9 Juillet 2026
Le verset rompt avec la médiation habituelle : Dieu ne demande pas au Prophète ﷺ de répondre, Il répond Lui-même. L’énoncé fa-innî qarîb (« alors Je suis tout proche ») établit une intimité directe, où l’invocation devient rencontre immédiate entre le serviteur et son Seigneur.
La proximité évoquée est à la fois relationnelle et affective. La du‘âʾ (invocation, appel) n’est pas un appel lancé dans le vide, mais un lien vivant, où la parole du serviteur rejoint une présence qui écoute et répond.
Placée au cœur des prescriptions du jeûne, cette parole révèle la finalité spirituelle de Ramadan : non la seule discipline, mais l’accès facilité à Dieu. L’invocation devient un chemin de guidée, reliant l’effort personnel à la grâce.

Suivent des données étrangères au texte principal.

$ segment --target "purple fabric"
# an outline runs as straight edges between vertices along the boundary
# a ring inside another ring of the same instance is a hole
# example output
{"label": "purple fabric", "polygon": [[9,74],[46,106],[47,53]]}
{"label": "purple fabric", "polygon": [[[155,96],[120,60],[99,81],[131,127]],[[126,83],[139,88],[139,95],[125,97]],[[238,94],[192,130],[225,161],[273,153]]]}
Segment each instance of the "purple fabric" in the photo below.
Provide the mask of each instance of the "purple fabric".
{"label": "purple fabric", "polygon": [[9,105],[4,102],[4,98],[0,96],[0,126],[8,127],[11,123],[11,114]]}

Dieu répond à l’appel de celui qui invoque sans condition préalable de statut. La sincérité de l’appel prime. La réponse divine est liée à une foi active : répondre à Dieu par la confiance et l’engagement ouvre la voie de la rectitude.
« Dieu descend chaque nuit au ciel le plus bas et dit : “Qui M’invoque que Je lui réponde ? Qui Me demande que Je lui donne ? Qui demande pardon que Je lui pardonne ?” »
Ce ḥadîth explicite la dynamique du verset : la proximité divine n’est pas abstraite. Elle se manifeste par une disponibilité permanente à répondre à l’appel sincère.
Ce verset abolit la distance religieuse. Dieu n’est pas présenté comme une réalité lointaine à atteindre par accumulation de rites, mais comme une présence immédiate qui répond à l’appel authentique. L’invocation devient ainsi un acte de vérité : elle révèle ce que l’homme attend réellement et ce vers quoi il se tourne lorsque les médiations s’effondrent.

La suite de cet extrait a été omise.